Luoghi eterni di materializzazioni di anime e passioni. Terre di confine tra una certa idea della Francia, forse alla Simenon e forse no, forse alla Quarta o Quinta Repubblica o forse alla eterni chansonniers alla Yves Montand (ah… quell’Ivo Livi dai completi in nero e camicia bianca kennedyani e dalla incarnazione/interpretazione magistrale di Z L’orgia del potere di Costa-Gavras), e la destrutturazione del noir marsigliese alla Jean-Claude Izzo e al rimando estremo di contaminazioni di zone di frontiera alla Francesco Biamonti, dove la narrazione si trasfigura in poesia portatrice di sentimenti immortali.

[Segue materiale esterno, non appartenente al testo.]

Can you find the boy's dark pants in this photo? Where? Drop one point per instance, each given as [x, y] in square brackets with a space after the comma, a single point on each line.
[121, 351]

Alain Ducasse (che un giorno affermò che quando una portata raggiungeva estremi divini era suo uso non presentarla in sala, lasciandola al ricordo dei suoi creatori, ricordo ben più forte di chi l’avrebbe assaggiata e magari dimenticata) firma questo istante di caves, di boulangeries, di mercati, di mescite, di piccoli ristoranti, di socca e mules et frites, di gelaterie, di manifestazioni senza tempo del cibo e del vino, spesso nate dalla genialità e, perché no, dalla sofferenza, di immigrati di un Piemonte cuneese e astigiano e di una Liguria millenaria, che hanno trovato la loro perpetuazione nella contaminazione con le coste di quel Mediterraneo che va da quella Saint-Tropez di playboy Anni Sessanta fino alla Mentone dai ricordi bonapartisti e oltre, fin verso le porte di un Ponente ligure di attese e sentimenti.
Alain Ducasse compie un viaggio tra mare e entroterra misteriosi, venati dalle rimembranze provenzali di ritiri alla Frederic Prokosh e di studi cinematografici nizzardi dove La nuit américaine di Truffaut (con)fonde finzione e realtà.
Nessuna concessione al desueto e finto star system, bensì un cammino tra le memorie di un passato che sa reinventarsi nel presente la cui forza vitale è genesi di un'epopea contemporanea di passioni e genialità, dove terroir e cultivar sono definitivi lasciapassare per l’anima.
Un libro.
La mia Costa Azzurra, di Alain Ducasse (L’ippocampo).